$\lim_{n\to \infty}(\int_0^1 f(x)^{2n}g(x)^n h(x)~dx)^{1/n}$ where $f,g,h$ are positive continuous functions on $[0,1]$

Question

I want to find $\lim_{n\to \infty}(\int_0^1 f(x)^{2n}g(x)^n h(x)~dx)^{1/n}$ where $f,g,h$ are positive continuous functions on $[0,1]$. By Holder's inequality, this limit is greater than or equal to $\lim_{n\to \infty} \int_0^1 f(x)^2g(x)h(x)^{1/n}~dx$ which is equal to $\int_0^1 f(x)^2g(x)~dx$ by the DCT. But I can't find an upper bound. I tried Jensen's inequality, but it does not seems to work I think because $x\mapsto x^{1/n}$ is not convex. Can I get a hint?

Answer 1

Let $k=f^{2}g$, $M_{k}=\max_{x\in[0,1]}k(x)$, and $M_{h}=\max_{x\in[0,1]}h(x)$. Firstly, observe that \begin{eqnarray*} & & \left\{ \int_{0}^{1}k^{n}(x)h(x)dx\right\} ^{\frac{1}{n}}\\ & \leq & M_{k}M_{h}^{\frac{1}{n}}. \end{eqnarray*} Therefore $\limsup_{n}\left\{ \int_{0}^{1}k^{n}(x)h(x)dx\right\} ^{\frac{1}{n}}\leq M_{k}$.

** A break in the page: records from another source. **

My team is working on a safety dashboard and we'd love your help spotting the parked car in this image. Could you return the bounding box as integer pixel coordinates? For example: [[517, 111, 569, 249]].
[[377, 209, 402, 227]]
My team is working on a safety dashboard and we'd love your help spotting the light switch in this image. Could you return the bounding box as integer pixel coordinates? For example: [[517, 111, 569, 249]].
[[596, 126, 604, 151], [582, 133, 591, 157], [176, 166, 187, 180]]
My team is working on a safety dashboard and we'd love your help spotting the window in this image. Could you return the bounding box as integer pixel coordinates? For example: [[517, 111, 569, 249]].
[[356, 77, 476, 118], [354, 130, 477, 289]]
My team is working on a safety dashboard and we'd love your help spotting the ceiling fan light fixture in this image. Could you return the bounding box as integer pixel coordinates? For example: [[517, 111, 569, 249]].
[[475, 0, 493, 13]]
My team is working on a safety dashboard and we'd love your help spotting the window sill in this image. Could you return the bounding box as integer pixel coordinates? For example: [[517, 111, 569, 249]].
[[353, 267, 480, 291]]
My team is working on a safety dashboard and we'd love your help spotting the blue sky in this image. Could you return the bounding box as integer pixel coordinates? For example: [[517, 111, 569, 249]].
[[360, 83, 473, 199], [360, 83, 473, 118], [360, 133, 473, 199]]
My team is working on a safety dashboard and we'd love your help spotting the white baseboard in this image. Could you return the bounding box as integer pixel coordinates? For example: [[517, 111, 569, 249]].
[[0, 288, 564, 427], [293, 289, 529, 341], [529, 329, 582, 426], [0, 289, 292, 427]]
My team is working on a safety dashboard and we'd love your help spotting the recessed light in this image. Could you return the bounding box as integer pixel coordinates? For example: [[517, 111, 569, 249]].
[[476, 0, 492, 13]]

Choose $x_{0}\in[0,1]$ such that $k(x_{0})=M_{k}$. Let $\alpha\in(0,1)$ be arbitrary. Since $k(x_{0})>\alpha M_{k}$, by continuity of $k$ at $x_{0}$, there exists $\delta>0$ such that $k(x)>\alpha M_{k}$ whenever $x\in[x_{0}-\delta,x_{0}+\delta]$ (if $x_{0}=0$ or $x_{0}=1$, adjust the interval accordingly). Let $b=\min_{x\in[0,1]}h(x)>0$. We have that \begin{eqnarray*} & & \left\{ \int_{0}^{1}k^{n}(x)h(x)dx\right\} ^{\frac{1}{n}}\\ & \geq & \left\{ \int_{x_{0}-\delta}^{x_{0}+\delta}k^{n}(x)h(x)dx\right\} ^{\frac{1}{n}}\\ & \geq & \alpha M_{k}b^{\frac{1}{n}}(2\delta)^{\frac{1}{n}}. \end{eqnarray*} Therefore, $\liminf_{n}\left\{ \int_{0}^{1}k^{n}(x)h(x)dx\right\} ^{\frac{1}{n}}\geq\alpha M_{k}$. Further letting $\alpha\rightarrow1$, we have $\liminf_{n}\left\{ \int_{0}^{1}k^{n}(x)h(x)dx\right\} ^{\frac{1}{n}}\geq M_{k}$. Hence, $\lim_{n}\left\{ \int_{0}^{1}k^{n}(x)h(x)dx\right\} ^{\frac{1}{n}}$ exists and equals to $M_{k}=\max_{x\in[0,1]}f^{2}(x)g(x)$.

Answer 2

Like I said in my comment to your question. Let $m_h=\min h$ and $M_h=\max h$ ($\min$ and $\max$ over the unit interval). These are finite and positive by your hypothesis. THen

$$m^{1/n}_h\|f^2g\|_n\leq \|f^2gh^{1/n}\|_n\leq \|f^2g\|_nM^{1/n}_h$$

Since $\|f^2g\|_n\xrightarrow{n\rightarrow\infty}\|f^2g\|_\infty$, passing to the limit you obtain

$$\|f^2gh^{1/n}\|_n\xrightarrow{n\rightarrow\infty}\|f^2g\|_\infty$$.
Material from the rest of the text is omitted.